Department of Systems Biology, Beckman Research Institute of City of Hope, Monrovia, CA 91016, USA.
Cell Stem Cell. 2023 Jan 5;30(1):52-68.e13. doi: 10.1016/j.stem.2022.12.006.
N-methyladenosine (mA), the most prevalent internal modification in mammalian mRNAs, is involved in many pathological processes. METTL16 is a recently identified mA methyltransferase. However, its role in leukemia has yet to be investigated. Here, we show that METTL16 is a highly essential gene for the survival of acute myeloid leukemia (AML) cells via CRISPR-Cas9 screening and experimental validation. METTL16 is aberrantly overexpressed in human AML cells, especially in leukemia stem cells (LSCs) and leukemia-initiating cells (LICs). Genetic depletion of METTL16 dramatically suppresses AML initiation/development and maintenance and significantly attenuates LSC/LIC self-renewal, while moderately influencing normal hematopoiesis in mice. Mechanistically, METTL16 exerts its oncogenic role by promoting expression of branched-chain amino acid (BCAA) transaminase 1 (BCAT1) and BCAT2 in an mA-dependent manner and reprogramming BCAA metabolism in AML. Collectively, our results characterize the METTL16/mA/BCAT1-2/BCAA axis in leukemogenesis and highlight the essential role of METTL16-mediated mA epitranscriptome and BCAA metabolism reprograming in leukemogenesis and LSC/LIC maintenance.
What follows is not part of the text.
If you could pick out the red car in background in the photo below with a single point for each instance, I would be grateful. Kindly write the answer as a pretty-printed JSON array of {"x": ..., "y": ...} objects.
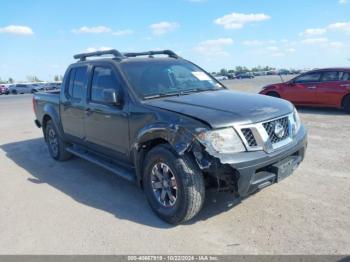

N6-甲基腺苷(m6A)是哺乳动物 mRNA 中最普遍的内部修饰物,参与许多病理过程。METTL16 是最近发现的 mA 甲基转移酶。然而,其在白血病中的作用尚未被研究。在这里,我们通过 CRISPR-Cas9 筛选和实验验证表明,METTL16 是急性髓系白血病(AML)细胞存活的高度必需基因。METTL16 在人 AML 细胞中异常过表达,特别是在白血病干细胞(LSCs)和白血病起始细胞(LICs)中。METTL16 的基因缺失显著抑制 AML 的起始/发展和维持,并显著减弱 LSC/LIC 的自我更新,而在小鼠中适度影响正常造血。在机制上,METTL16 通过以 mA 依赖的方式促进支链氨基酸(BCAA)转氨酶 1(BCAT1)和 BCAT2 的表达,并在 AML 中重新编程 BCAA 代谢来发挥致癌作用。总之,我们的研究结果描述了 METTL16/m6A/BCAT1-2/BCAA 轴在白血病发生中的作用,并强调了 METTL16 介导的 m6A 转录组和 BCAA 代谢重编程在白血病发生和 LSC/LIC 维持中的重要作用。